Leurs descendants donnent naissance au Bog, sous la gouverne d’une personne anciennement assujettie à l’esclavage, appelé Samuel Martin ou « Black Sam » (qui donne son nom au pont Black Sam’s Bridge). Le 11 août 1812, Samuel Martin présente une demande de terre au Conseil exécutif de l’île relativement à « un terrain vacant situé près du ruisseau Governor’s Creek ». Le Conseil exécutif n’y donne pas suite et s’enquiert plutôt de savoir si d’autres sont intéressés par ces terres.

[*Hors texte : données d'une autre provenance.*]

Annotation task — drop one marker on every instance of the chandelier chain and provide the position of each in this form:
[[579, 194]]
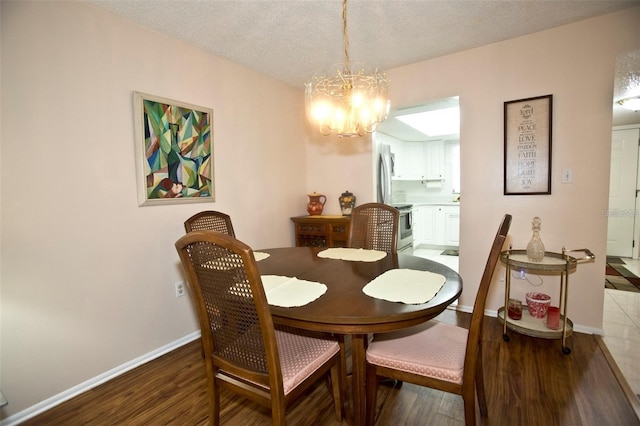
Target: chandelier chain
[[345, 35]]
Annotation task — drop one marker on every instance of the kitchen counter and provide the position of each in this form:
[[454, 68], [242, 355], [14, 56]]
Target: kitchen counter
[[426, 203]]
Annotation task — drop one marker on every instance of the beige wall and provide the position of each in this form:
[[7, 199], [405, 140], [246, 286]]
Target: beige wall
[[87, 276], [576, 64]]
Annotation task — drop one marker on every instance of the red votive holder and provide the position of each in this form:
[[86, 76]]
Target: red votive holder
[[514, 310], [553, 317]]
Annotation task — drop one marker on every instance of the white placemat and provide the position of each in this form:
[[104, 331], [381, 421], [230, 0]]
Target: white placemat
[[288, 292], [260, 255], [405, 285], [354, 255]]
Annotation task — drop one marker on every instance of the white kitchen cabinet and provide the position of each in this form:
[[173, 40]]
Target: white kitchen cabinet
[[433, 159], [452, 225], [409, 160], [436, 225], [418, 160]]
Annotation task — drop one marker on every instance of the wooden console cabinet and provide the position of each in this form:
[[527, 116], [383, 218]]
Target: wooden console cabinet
[[321, 231]]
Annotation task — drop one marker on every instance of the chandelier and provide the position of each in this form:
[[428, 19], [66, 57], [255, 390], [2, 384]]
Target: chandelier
[[347, 101], [627, 80]]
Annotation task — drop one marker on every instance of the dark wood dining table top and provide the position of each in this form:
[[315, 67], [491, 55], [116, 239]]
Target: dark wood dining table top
[[344, 308]]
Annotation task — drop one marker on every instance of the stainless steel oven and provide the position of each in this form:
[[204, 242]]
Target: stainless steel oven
[[405, 229]]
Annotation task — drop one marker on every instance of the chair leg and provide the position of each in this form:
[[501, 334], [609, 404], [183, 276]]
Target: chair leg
[[214, 405], [371, 394], [482, 400]]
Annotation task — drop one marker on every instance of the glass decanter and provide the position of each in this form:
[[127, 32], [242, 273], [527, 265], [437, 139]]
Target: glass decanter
[[535, 248]]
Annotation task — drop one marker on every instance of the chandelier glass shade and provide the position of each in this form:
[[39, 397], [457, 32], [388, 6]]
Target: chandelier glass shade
[[627, 80], [345, 100]]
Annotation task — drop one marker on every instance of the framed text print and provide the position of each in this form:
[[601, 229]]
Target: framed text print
[[527, 146], [174, 151]]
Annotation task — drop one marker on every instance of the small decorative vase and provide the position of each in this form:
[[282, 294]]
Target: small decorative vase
[[315, 204], [535, 248], [347, 202]]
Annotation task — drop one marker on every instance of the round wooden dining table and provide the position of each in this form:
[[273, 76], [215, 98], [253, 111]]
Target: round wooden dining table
[[345, 309]]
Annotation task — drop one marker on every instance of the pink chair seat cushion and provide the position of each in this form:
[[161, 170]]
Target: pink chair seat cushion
[[433, 349], [300, 356]]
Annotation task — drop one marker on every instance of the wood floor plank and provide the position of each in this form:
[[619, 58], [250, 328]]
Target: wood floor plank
[[529, 381]]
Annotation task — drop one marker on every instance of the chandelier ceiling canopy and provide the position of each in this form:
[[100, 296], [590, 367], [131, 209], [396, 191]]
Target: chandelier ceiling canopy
[[345, 100]]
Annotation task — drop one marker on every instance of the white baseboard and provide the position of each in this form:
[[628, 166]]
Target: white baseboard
[[55, 400]]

Samuel Martin soumet de nouveau sa demande de terre le 23 août 1813, indiquant au Conseil qu’il y a « érigé une maison, et cultivé et amélioré ladite terre ». Une demande supplémentaire, soumise le 19 octobre 1813, est toutefois nécessaire pour que Samuel Martin reçoive une réponse. Malheureusement, sa demande se voit refusée au profit de James Bagnall, un Blanc qui présente une offre concurrente. Même s’il n’est pas propriétaire de cette terre, Samuel Martin y vit toutefois le restant de ses jours. Au moment de sa mort, le 16 novembre 1863, Samuel Martin est l’un des habitants les plus âgés de Charlottetown et un membre reconnu de la communauté. Les journaux font état du fait qu’il atteint l’âge de 108 ou 110 ans.

Rue Kent, Charlottetown

Communauté

La plupart des résidents noirs du Bog élisent domicile sur les rues Fitzroy, Kent, Rochford et West; ils sont généralement de statut socioéconomique peu élevé. Les premiers membres de cette communauté vivent à proximité de l’étang Government Pond dans des « cabanes », dans un secteur où les ruelles arrière ont la réputation d’accueillir des activités illicites. En 1887, les résidents du Bog mettent toutefois sur pied le Victoria Jubilee Club, unissant ainsi la communauté en vue d’activités de développement personnel, de pique-niques et d’événements. Le groupe musical West End Brass et des rencontres sportives s’y produisent également.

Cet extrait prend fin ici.